Половодье в городе - Александр Васильевич Малышев
В тот вечер родители Нади ушли к знакомым, у которых была своя баня по-белому, Валера тоже отсутствовал, может, заночевал в какой-нибудь деревне. Надя была дома одна и лежала на русской печи, отогревалась. Я не мог даже поздороваться с ней нормально: у меня зуб на зуб не попадал, нахолодавший лоб ныл, а колен я вовсе не чувствовал — ну, как не мои!
— Назябся? — спросила Надя, отводя ситцевую занавеску и глядя на меня сверху. — Иди сюда, грейся.

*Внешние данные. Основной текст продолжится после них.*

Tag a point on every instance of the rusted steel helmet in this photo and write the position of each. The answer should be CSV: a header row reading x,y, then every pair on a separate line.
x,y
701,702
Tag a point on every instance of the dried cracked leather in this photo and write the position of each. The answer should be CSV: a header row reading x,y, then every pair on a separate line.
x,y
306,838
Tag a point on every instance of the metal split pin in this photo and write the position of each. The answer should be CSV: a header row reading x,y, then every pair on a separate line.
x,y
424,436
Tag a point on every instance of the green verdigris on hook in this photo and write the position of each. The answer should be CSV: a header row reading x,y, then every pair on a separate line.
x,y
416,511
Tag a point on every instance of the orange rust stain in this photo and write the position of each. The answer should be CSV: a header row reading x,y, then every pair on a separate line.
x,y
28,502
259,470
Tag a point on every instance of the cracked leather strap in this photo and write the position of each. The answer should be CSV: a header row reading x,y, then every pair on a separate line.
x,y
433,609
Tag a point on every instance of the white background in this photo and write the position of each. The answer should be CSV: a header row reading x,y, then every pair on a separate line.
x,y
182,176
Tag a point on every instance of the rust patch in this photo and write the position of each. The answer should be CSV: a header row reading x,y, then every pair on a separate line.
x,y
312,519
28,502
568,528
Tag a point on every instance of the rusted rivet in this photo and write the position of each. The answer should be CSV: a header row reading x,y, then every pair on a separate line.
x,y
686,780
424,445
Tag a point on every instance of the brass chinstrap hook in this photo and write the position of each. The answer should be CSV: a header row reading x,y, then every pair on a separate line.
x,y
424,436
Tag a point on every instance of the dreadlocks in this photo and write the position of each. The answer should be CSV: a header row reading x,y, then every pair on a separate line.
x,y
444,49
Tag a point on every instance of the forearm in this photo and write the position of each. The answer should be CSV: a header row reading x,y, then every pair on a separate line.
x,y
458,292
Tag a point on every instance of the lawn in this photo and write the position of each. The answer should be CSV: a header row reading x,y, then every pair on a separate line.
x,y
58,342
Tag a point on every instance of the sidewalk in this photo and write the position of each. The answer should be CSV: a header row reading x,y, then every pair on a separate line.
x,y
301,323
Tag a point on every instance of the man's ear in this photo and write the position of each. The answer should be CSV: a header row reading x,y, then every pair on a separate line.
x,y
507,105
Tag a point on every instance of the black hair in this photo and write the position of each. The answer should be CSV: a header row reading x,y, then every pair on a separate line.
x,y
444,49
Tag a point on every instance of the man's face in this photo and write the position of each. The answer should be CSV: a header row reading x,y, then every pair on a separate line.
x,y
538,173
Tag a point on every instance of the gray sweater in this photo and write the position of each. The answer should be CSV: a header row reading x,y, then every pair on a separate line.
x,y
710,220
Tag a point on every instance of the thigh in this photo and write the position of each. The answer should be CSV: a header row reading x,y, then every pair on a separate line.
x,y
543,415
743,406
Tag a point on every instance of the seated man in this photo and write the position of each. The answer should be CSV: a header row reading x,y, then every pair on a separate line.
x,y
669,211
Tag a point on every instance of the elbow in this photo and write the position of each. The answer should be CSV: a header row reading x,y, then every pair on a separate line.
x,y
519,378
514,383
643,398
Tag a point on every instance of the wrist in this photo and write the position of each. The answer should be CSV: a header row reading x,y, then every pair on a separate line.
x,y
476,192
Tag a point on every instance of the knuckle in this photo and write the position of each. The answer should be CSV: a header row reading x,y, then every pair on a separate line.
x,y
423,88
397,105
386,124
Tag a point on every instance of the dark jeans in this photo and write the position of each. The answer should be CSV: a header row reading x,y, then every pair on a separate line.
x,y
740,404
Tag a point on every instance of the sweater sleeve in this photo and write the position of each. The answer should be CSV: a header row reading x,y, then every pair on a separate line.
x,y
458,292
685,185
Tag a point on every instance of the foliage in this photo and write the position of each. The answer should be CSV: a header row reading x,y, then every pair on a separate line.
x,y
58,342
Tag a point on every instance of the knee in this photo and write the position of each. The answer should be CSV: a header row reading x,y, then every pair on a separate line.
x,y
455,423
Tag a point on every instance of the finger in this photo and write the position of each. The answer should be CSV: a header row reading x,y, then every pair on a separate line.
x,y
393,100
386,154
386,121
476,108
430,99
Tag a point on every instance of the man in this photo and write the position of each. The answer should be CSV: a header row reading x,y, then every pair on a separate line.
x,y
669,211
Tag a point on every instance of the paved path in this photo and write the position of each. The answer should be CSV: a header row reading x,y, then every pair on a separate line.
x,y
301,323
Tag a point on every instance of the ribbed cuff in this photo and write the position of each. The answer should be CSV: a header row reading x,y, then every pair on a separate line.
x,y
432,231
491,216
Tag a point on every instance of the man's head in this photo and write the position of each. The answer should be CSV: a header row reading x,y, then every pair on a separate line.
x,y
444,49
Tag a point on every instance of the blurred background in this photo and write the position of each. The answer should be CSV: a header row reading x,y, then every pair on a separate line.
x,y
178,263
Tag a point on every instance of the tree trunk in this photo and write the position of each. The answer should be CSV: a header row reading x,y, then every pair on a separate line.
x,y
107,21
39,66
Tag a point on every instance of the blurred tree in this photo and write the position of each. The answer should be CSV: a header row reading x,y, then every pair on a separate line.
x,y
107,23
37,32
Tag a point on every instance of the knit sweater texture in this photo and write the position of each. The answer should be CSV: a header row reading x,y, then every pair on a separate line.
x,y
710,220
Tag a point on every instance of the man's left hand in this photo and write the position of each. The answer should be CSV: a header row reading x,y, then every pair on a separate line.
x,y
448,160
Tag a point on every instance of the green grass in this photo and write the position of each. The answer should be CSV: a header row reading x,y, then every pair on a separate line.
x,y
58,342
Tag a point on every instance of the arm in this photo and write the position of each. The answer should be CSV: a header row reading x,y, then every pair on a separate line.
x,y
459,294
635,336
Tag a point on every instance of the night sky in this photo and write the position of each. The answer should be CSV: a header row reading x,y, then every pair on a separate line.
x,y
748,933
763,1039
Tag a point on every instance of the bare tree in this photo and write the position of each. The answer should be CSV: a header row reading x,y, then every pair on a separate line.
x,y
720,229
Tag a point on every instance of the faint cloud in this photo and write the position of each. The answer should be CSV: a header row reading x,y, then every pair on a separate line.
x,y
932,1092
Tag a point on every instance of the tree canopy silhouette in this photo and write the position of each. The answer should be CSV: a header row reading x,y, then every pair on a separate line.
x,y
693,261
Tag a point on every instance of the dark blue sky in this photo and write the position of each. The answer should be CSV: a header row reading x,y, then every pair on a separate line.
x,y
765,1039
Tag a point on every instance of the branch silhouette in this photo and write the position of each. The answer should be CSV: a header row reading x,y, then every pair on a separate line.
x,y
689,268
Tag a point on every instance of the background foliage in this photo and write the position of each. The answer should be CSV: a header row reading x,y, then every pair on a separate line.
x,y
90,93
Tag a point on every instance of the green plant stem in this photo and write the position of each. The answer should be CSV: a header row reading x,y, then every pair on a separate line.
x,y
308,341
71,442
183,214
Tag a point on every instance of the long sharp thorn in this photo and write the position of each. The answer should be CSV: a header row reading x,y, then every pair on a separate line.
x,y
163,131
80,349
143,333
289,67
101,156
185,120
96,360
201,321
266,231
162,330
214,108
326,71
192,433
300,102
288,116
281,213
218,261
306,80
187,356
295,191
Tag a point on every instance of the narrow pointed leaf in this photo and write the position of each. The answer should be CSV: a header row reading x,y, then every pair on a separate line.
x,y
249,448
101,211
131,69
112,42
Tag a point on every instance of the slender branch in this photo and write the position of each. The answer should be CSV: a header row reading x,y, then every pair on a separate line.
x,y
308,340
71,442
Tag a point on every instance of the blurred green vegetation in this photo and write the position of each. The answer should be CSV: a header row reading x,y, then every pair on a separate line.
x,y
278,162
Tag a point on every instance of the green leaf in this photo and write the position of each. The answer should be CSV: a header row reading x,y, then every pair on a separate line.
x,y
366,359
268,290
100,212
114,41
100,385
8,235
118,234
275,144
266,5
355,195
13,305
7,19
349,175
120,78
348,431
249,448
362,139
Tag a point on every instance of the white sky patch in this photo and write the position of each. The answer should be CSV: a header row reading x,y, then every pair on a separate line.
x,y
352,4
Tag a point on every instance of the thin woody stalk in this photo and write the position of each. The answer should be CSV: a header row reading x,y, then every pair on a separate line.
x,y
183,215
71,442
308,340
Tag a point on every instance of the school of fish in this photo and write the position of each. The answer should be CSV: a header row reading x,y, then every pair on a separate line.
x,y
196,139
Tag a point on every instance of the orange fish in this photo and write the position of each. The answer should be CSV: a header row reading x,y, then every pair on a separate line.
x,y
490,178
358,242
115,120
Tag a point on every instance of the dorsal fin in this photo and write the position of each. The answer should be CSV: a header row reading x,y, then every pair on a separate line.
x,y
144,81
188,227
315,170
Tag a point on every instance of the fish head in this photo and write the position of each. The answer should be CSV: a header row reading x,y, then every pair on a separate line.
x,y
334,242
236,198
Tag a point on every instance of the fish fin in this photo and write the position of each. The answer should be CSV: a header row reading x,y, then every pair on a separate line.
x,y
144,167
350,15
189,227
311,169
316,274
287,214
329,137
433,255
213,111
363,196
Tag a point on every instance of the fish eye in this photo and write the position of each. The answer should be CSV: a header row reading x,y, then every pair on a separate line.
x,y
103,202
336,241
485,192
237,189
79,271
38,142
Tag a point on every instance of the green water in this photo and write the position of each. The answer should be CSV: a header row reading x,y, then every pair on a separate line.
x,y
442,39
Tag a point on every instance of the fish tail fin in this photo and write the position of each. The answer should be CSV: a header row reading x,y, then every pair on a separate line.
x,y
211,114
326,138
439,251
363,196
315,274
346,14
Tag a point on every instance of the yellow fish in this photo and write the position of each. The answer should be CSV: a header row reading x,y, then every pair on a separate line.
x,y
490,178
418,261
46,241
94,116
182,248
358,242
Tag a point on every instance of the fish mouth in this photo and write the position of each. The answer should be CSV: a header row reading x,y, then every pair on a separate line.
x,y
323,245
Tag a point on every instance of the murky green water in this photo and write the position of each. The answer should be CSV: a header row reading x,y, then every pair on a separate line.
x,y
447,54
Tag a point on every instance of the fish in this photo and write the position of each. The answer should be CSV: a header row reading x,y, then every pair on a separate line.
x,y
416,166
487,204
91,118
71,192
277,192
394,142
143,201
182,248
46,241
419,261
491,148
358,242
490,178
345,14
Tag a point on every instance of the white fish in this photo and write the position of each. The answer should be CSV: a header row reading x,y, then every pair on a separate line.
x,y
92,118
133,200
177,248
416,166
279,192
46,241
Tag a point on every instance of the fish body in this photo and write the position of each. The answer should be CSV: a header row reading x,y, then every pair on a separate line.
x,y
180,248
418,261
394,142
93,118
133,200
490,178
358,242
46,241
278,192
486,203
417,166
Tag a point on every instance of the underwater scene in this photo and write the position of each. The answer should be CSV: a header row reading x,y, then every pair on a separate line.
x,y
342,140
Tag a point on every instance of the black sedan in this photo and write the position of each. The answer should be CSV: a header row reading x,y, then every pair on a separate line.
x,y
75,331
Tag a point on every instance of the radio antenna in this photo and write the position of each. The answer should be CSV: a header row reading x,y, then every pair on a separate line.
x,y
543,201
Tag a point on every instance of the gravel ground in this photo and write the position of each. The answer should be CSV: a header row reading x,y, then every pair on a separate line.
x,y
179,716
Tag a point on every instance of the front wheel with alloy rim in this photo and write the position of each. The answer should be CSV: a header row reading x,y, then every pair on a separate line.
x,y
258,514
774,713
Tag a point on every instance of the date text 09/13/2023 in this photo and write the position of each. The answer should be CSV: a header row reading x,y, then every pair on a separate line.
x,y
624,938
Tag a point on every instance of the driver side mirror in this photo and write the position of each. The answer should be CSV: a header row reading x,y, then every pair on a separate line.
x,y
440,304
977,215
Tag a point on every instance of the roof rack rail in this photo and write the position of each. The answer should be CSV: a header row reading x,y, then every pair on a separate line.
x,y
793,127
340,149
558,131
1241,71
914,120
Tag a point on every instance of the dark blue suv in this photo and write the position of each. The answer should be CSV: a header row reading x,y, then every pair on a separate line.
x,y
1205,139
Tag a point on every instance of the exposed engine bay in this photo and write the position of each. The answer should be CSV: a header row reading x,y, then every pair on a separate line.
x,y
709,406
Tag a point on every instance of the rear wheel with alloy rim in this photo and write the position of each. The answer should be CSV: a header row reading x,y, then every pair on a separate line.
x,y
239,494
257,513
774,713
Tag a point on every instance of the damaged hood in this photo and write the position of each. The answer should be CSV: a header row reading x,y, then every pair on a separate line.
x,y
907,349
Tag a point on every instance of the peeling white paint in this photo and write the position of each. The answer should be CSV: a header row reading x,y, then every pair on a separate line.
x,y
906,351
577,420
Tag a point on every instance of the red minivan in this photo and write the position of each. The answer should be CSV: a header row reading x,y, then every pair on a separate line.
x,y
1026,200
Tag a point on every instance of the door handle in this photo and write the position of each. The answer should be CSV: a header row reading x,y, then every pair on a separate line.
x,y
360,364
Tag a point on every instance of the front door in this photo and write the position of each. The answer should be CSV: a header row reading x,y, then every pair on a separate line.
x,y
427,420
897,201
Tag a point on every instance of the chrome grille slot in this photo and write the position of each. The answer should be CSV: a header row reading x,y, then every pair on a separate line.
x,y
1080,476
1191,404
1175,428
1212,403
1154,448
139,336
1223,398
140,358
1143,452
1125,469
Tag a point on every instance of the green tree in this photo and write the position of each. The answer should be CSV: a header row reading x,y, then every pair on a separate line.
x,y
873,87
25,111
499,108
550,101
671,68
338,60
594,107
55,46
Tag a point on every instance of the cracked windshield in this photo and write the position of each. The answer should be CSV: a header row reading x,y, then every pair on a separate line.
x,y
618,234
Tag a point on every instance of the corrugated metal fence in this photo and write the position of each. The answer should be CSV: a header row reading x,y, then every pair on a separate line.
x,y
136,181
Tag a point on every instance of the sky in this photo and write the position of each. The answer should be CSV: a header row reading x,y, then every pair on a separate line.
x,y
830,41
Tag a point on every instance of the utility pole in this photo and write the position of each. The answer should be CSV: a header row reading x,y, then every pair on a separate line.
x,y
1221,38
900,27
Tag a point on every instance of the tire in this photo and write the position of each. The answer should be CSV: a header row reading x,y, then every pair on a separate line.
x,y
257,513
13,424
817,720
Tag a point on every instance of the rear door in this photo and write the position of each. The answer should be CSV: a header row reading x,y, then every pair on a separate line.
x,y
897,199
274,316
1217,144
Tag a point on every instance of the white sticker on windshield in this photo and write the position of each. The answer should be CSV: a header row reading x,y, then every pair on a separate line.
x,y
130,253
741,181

Я по лесенке влез к ней, прилег на кирпичи, покрытые старыми одеялами. Кирпичи были горячие, это чувствовалось и сквозь одеяла. От густого, сухого тепла, покоя и уюта я размяк, впал в блаженную дремоту. Мне было тепло, хорошо, Надя рядом, я ощущал ее дыхание на своей щеке, был счастлив и медленно, сладко таял от этого счастья, точно сосулька на весеннем солнышке. Не помню, сколько это длилось — может, час, а может, пять минут. Потом все во мне как бы прояснело. Я близко-близко увидел губы Нади, первый раз так вот отчетливо, подробно. Верхняя была приподнята, а нижняя округло отходила книзу. Они напомнили весенний, только начавший раскрываться цветок и слегка выдавались вперед, казалось, или хотели поцеловать, или ждали поцелуя.
Я приподнялся на локте, обнял Надю и припал губами к ее губам. Она было напряглась вся, мотнула головой, но я вновь нашел ее губы и еще крепче, дольше припал к ним. И она сразу, вдруг уступила, ослабела вся, сделалась податливой, мягкой. Я горячо целовал ее в губы, в шею, в полуоголенное плечо, в глаза, такие темные, влажные, с мягкими вздрагивающими ресницами. Не помню, сколько это длилось: я потерял всякое представление о времени да и о самом себе. Помню, руки Нади обвили мои плечи и стягивались все туже; помню, что сама она, не сдерживаясь, торопливо, жадно целовала меня в губы, в висок, даже руки мои — и те целовала.
Я не заметил, когда она заплакала. Почувствовал соленое на губах, удивился, откуда это, и, еще продолжая целовать ее, догадался. Все лицо ее было зареванное, все — в слезах. Я приподнялся над ней, поглядел растерянно, потом заговорил:
— Ты плачешь, да? — Она не ответила. — Я тебя обидел, да? — Она заплакала еще горше и без единого звука, хоть бы всхлипнула. — Что-то случилось, да?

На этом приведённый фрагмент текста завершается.